By the time I moved to NYC in 1989, I had spent years attending all types of churches – from the small Episcopal Church I grew up with in Annapolis to various churches in Seattle where I attended a Free Methodist college – from Catholic, to Presbyterian, to Pentecostal community churches. After moving to New York to be involved with the arts, I ended up at Columbia University. After a false start with the NYC Church of Christ, God still held my hand, bringing me to Redeemer by way of Columbia’s Campus Crusade for Christ.

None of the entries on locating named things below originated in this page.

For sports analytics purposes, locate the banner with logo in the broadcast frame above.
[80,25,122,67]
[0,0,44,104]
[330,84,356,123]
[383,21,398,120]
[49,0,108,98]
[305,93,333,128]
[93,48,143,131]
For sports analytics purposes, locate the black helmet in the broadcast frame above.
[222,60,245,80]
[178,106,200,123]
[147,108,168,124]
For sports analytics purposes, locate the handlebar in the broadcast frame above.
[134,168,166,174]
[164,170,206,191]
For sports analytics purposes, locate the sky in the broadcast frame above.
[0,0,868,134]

Over the years, I began to learn the meaning of the liturgy I had listened to as a boy. Like others at that time, I sometimes attended both the AM and PM services, along with many Q&As; for an extra helping of the Gospel and Redeemer. There were post service wine meet-ups. The strange brand of dating well-known at Redeemer at the time. Occasional forays into small groups.
Our church has provided me and directly or indirectly many people like me, a way to experience the very power of the universe – that is, the faith, love and hope of our savior Jesus Christ. Amen!’

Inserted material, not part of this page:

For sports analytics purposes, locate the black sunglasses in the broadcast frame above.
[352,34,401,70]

Although the sermons had always been the highlight for me, I also hoped for more community – a challenge in rented buildings. Ellie Ellerson’s legendary ski trips were a big help, offering a bus load of us a chance to get to know others outside of the grab-and-go atmosphere of Redeemer’s post service coffee service. I began to make friends at church, though many of those people left New York over time. I tried out a number of community groups, but nothing seemed to stick.

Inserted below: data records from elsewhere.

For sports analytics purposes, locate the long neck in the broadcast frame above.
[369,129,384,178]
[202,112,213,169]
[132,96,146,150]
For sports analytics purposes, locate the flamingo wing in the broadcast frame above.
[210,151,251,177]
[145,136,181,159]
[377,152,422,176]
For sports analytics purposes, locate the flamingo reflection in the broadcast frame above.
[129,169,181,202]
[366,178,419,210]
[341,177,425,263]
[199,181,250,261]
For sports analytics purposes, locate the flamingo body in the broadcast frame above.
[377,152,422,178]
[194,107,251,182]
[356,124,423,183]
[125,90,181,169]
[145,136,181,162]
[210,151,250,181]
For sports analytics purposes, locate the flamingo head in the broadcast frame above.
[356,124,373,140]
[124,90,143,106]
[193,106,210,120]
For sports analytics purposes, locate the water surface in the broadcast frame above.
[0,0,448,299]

In 1997, I met Katharine Cluverius, who would later become my wife, at a publishing party. I was astounded that not only did she want to come to church with me, she loved it too. Redeemer again! Upon ontemplating marriage, we listened to the marriage series tapes, and went to Jeff’s classes.
After being a Redeemer “consumer” for years, Katharine and I also became members. Of course, it wasn’t until we both joined a Beta group that we began to feel more alive in a community of believers. Catalyst then took us to new heights of stewardship. Kat became a Mom’s Group leader and I started West Side Men with Ted Morgan (who I knew from that original Campus Crusade group at Columbia). And we have a large group of friends at Church. David as offered us friendship and pastoral comfort. We feel part of the fabric.
And now? Well it seems like just yesterday when I first entered the wonderful, rich, Gospel soaked world of Redeemer – a world given light and meaning by our amazing Lord. Redeemer is home now, no matter where we end up living. Hearing Tim’s voice is like hearing a close family member’s voice. No wonder since I’ve listed to him for some 200 hours a year for over 20 years. I expect people will someday know of him like, say, J.S. Bach. What Redeemer has done is, I think, eternal.
But for me, personally, Redeemer has provided things I couldn’t previously imagine. Our church has provided me and directly or indirectly many people like me, a way to experience the very power of the universe – that is, the faith, love and hope of our savior Jesus Christ. Amen!